Al riguardo dobbiamo sempre ricordarci che, il giudice d’Appello potrà pronunciarsi determinando, con decisione definitiva, l’indennità spettante.
3. Difendersi nel merito all’espropriazione per pubblica utilità: il ricorso al TAR
Accanto ai primi due istituti, dediti a garantire un’eventuale risoluzione di problematiche attinenti all’equo indennizzo, l’ordinamento ha fornito un’ulteriore tutela rappresentata dal ricorso al TAR.
Precisamente, il Tribunale Amministrativo Regionale può essere coinvolto in tutti i casi in cui sussistono motivi di opposizione nel merito, in riferimento alle procedure adottate dall’amministrazione in tutte le fasi dell’espropriazione.
Ci riferiamo quindi a tutti quei casi in cui appaiono dei vizi nella procedura che non solo possono legittimare un’opposizione a quella che, di fatto, si presenta come un’occupazione abusiva, ma possono altresì determinare una pretesa risarcitoria ove il TAR ritenesse fondato il ricorso.

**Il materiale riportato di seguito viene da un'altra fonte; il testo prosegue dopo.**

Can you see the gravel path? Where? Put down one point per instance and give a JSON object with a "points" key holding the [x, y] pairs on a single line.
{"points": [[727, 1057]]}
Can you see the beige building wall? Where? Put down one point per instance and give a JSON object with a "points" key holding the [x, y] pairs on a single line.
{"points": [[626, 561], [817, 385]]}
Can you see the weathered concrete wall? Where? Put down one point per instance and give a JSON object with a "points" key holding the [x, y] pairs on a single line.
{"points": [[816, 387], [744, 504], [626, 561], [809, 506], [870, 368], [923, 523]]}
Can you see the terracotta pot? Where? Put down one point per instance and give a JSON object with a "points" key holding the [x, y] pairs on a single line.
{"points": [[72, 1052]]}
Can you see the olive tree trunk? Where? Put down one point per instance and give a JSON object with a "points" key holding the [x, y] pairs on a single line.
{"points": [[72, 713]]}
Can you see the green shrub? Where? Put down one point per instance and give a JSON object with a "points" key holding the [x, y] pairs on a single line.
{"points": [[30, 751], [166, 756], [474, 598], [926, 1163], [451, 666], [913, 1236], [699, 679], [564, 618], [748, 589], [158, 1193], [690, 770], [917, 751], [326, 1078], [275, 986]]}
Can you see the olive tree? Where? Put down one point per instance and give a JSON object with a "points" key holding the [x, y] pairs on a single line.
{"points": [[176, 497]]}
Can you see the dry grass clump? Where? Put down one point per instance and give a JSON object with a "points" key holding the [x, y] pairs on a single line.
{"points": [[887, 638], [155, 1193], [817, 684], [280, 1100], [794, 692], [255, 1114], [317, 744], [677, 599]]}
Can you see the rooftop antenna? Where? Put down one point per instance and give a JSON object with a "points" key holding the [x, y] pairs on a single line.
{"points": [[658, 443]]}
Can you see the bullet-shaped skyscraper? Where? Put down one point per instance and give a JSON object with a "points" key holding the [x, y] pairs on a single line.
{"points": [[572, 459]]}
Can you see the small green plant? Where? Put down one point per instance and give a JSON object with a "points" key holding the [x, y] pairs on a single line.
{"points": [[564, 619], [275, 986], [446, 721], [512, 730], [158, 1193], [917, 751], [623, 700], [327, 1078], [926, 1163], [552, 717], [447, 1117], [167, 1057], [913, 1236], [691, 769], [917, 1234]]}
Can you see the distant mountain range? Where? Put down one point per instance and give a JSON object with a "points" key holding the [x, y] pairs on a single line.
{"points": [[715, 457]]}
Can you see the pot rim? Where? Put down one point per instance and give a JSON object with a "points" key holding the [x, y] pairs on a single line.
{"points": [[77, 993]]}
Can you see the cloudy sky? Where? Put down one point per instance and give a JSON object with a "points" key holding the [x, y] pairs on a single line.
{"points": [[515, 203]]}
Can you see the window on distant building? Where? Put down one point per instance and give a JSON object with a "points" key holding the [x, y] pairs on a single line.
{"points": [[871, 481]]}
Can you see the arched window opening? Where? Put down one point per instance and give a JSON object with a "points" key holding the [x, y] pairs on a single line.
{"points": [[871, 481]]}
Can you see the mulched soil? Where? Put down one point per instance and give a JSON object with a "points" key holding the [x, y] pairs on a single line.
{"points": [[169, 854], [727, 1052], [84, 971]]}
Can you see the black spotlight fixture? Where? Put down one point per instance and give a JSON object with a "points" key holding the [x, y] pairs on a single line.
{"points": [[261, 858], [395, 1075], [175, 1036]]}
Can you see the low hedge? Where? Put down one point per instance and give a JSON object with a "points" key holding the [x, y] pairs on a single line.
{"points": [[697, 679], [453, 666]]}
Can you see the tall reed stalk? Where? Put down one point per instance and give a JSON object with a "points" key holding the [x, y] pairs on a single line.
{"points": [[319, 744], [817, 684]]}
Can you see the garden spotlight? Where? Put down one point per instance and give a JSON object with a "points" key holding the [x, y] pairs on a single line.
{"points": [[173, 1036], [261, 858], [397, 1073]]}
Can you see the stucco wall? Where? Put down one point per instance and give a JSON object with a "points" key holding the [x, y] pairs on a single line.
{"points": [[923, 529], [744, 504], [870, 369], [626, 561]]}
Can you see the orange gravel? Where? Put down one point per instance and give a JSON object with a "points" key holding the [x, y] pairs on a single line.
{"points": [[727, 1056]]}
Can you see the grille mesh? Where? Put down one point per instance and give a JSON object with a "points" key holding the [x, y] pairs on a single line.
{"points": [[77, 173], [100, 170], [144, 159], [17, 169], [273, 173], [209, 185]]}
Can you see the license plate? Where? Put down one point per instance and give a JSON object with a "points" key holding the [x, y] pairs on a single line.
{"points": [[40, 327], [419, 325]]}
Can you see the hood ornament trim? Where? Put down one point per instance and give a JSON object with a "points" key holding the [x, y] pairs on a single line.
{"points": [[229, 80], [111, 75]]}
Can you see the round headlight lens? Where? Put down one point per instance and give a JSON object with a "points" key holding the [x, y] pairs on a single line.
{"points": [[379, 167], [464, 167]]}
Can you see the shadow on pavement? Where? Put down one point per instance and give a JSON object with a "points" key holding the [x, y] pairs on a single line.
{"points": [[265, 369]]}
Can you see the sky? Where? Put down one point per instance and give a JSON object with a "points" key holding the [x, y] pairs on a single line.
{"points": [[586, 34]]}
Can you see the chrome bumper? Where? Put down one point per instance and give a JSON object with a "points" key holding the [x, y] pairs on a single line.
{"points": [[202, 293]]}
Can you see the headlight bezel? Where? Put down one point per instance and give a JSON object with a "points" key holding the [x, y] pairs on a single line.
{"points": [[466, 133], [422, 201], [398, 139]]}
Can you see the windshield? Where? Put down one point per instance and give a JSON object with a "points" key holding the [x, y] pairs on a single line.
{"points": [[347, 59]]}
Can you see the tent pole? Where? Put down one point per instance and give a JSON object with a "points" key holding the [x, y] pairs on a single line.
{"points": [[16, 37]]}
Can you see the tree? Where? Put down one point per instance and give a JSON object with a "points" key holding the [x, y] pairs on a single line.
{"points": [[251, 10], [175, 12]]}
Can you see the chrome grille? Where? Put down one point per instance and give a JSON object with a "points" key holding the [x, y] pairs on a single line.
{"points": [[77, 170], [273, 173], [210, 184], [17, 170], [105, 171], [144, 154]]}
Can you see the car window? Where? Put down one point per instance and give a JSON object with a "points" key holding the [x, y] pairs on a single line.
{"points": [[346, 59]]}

Quali sono i casi di irregolarità ai quali opporsi?
Come preaccennato, è possibile che l’amministrazione espropriante agisca in modo illegittimo.
Ciò solitamente deriva da vizi procedurali, tali da consentire all’espropriato di opporsi e difendersi nel merito, davanti al TAR competente.
Al riguardo, sono diversi i casi di irregolarità, nell’espropriazione per pubblica utilità, che fanno al caso nostro, ai fini di difenderci con opposizione.
Tra questi vi rientrano i seguenti casi:
- gli atti della procedura di espropriazione per pubblica utilità vengono emanati da un’amministrazione incompetente alla realizzazione di specifica opera;
- la mancata emanazione della dichiarazione di pubblica utilità;
- l’inefficacia della dichiarazione di pubblica utilità per scadenza del termine quinquennale di validità;
- in caso di mancata designazione di un ufficio preposto all’espropriazione;
- la dichiarazione di pubblica utilità una volta cessato il vincolo espropriativo;
- nei casi di difetto di notifiche.
In conclusione, è possibile difendersi dall’espropriazione per pubblica utilità ma l’opposizione può avvenire solo nei casi di concreta illegittimità dell’atto o per vizi specifici.
In caso contrario, conviene sempre provare a massimizzare l’importo alla base dell’indennizzo, cercando così di far valere i propri diritti economici.